Zunächst wurde der Angeklagte zu den Geschehnissen befragt. Er erklärte, stark alkoholisiert gewesen zu sein.
Er sei an dem besagten Abend von der Toilette gekommen, habe die Ehefrau seines Bruders dort vor sich gesehen, sei gestolpert und im Bereich der Hecke auf die Frau gefallen.
Er sei dann von anderen Festbesuchern von der Schwägerin heruntergerissen und geschlagen worden.
Nach seiner Aussage sei er erst am nächsten Morgen auf der Wiese wieder zu sich gekommen.

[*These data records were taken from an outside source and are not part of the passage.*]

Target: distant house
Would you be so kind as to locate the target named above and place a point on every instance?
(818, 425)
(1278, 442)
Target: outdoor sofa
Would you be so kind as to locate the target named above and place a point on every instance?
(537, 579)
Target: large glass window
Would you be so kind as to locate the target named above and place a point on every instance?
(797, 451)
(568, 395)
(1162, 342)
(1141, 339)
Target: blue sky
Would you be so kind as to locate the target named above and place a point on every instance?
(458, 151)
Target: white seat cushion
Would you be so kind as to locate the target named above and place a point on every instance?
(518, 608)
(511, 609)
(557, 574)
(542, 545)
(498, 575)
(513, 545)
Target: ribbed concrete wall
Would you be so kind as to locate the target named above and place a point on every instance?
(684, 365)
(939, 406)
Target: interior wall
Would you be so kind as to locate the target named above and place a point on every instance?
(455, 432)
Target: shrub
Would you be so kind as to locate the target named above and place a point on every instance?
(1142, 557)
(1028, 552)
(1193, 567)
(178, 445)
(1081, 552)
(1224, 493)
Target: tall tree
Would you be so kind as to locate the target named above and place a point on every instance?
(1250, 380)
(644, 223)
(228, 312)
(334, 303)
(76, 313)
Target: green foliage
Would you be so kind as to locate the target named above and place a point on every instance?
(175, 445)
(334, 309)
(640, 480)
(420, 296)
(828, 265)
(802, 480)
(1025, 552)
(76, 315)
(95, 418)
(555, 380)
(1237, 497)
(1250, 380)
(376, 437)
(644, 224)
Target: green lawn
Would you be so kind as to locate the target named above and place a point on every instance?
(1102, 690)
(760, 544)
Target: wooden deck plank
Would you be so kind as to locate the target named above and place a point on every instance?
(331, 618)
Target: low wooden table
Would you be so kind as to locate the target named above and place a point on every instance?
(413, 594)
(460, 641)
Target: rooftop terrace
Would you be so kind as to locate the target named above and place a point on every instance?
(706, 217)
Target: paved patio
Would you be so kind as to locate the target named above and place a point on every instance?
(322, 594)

Seine Schwägerin, die als Nebenklägerin an der Verhandlung teilnahm, schilderte dem Gericht
den Hergang wie folgte: Sie sei von der Toilette gekommen, von ihrem Schwager an den Haaren
gerissen und zu Boden geworfen worden.
Er habe dann versucht, sich an ihr zu vergehen, sei aber von anderen Besuchern des Sportfestes weggerissen worden.
Als Grund dafür, warum sie erst nach 15 Jahren die Tat zur Anzeige gebracht hatte, gab die Frau an,
Angstzustände gehabt zu haben. Auch habe die Mutter des Angeklagten sie damals darum gebeten,
nicht zur Polizei zu gehen, da dies dem Familienansehen doch sehr schaden würde.
Als Zeugen sagten der 57-jähriger Ehemann und eine frühere Freundin (53 Jahre) des Opfers
sowie ein Festbesucher aus.
Die Lichtverhältnisse und die Entfernung des Bierpavillons zum Ort des Geschehens im Bereich des
Toiletteneingangs spielten dabei eine zentrale Rolle, um zu ermitteln, ob und was die Zeugen von der
Tat sehen konnten.
Es stellte sich bei der Beweisaufnahme auch heraus, dass es in der Familie Streit um Geld gab und gibt.
Das Verhältnis unter den Brüdern sei nicht das Beste, so hieß es.
Der Ehemann der Nebenklägerin hatte am Tattag gefilmt. Die letzten fünf Minuten dieses Films sah sich
das Gericht an.
Der Vorfall selbst ist auf der Aufnahme nicht zu sehen, allerdings der Angeklagte. Der Film zeigt, dass der
heute 62-Jährige um die Tatzeit stark betrunken war.
Der Oberstaatsanwalt sah allenfalls eine sexuelle Nötigung unter starkem Alkoholeinfluss als gegeben an und plädierte auf Freispruch, da die Rauschtat bereits verjährt sei.
Der Verteidiger schloss sich den Ausführungen des Oberstaatsanwaltes an.
Er stellte fest: »Das Vergehen ist schon nach „Dorfrecht“ reguliert, da der Angeklagte verprügelt wurde.«
Der Rechtsanwalt der Nebenklägerin erklärte: »Die Kernaussage meiner Mandantin wurde bestätigt.«
Er räumte allerdings ein: »Probleme in der Familie schwangen vielleicht mit«.
Das Schöffengericht folgte dem Antrag der Staatsanwaltschaft und entschied auf Freispruch für den Angeklagten.
Die Kosten des Verfahrens trägt die Landeskasse.